Fromm: Guten Morgen.
Engels: Dieses Programm hatte Innenminister Schily ja bereits Mitte Februar angekündigt. Warum kommt es erst jetzt?
Fromm: Das bedurfte einiger Vorbereitungen, sowohl in technischer Hinsicht als auch in personeller Hinsicht. Wir mussten entsprechendes Personal natürlich auch hierfür zur Verfügung stellen und uns dafür vorbereiten. So etwas dauert erfahrungsgemäß eine Weile. Den Gedanken, ein solches Aussteigerprogramm aufzulegen, hatten wir Ende vergangenen Jahres. Der Bundesinnenminister hat das akzeptiert, und wir haben dann die Vorbereitungen getroffen, wozu im übrigen auch die Abstimmung mit den Ländern gehörte.
Engels: Was erhoffen Sie sich im Detail von diesem Programm? Es wird eine Telefon-Hotline geschaltet; was erwarten Sie sich?

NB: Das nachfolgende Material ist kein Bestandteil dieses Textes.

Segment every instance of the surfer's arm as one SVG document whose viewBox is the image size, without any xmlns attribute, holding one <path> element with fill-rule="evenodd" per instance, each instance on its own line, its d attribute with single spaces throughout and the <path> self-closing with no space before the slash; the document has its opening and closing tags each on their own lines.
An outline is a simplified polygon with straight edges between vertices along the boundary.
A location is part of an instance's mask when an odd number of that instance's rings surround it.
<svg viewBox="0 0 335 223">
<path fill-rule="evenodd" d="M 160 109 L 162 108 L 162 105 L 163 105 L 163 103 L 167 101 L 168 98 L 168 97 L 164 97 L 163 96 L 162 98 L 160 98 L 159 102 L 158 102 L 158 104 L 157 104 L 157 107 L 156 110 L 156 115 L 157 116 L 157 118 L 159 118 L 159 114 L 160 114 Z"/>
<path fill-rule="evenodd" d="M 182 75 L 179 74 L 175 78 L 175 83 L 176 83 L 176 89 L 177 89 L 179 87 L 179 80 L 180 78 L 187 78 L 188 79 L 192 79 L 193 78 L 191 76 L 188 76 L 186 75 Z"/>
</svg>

Fromm: Also, zunächst ist zu sagen, dass das Programm aus zwei Teilen besteht, einem aktiven Teil, mit dem wir zur Zeit erste Erfahrungen machen und der beinhaltet, dass wir von uns aus auf Rechtsextremisten zugehen und mit ihnen darüber sprechen, ob es für sie in Betracht kommt, die rechtsextremistische Szene zu verlassen. Und das Zweite - das ist das, was Sie angesprochen haben und was jetzt beginnt -: Das ist der passive Teil, so nennen wir das. Das ist die Schaltung einer Telefonleitung, einer sogenannten Hotline, bei der sich ausstiegswillige und zweifelnde Leute melden können, und denen wir dann mit Rat, vielleicht auch mit Tat, zur Seite stehen können, wenn sie ihren bisherigen Weg verlassen wollen.
Engels: 'Rat und Tat' sagen Sie. Machen wir es ganz konkret: Ein Aussteigewilliger ruft an, was bekommt er geboten?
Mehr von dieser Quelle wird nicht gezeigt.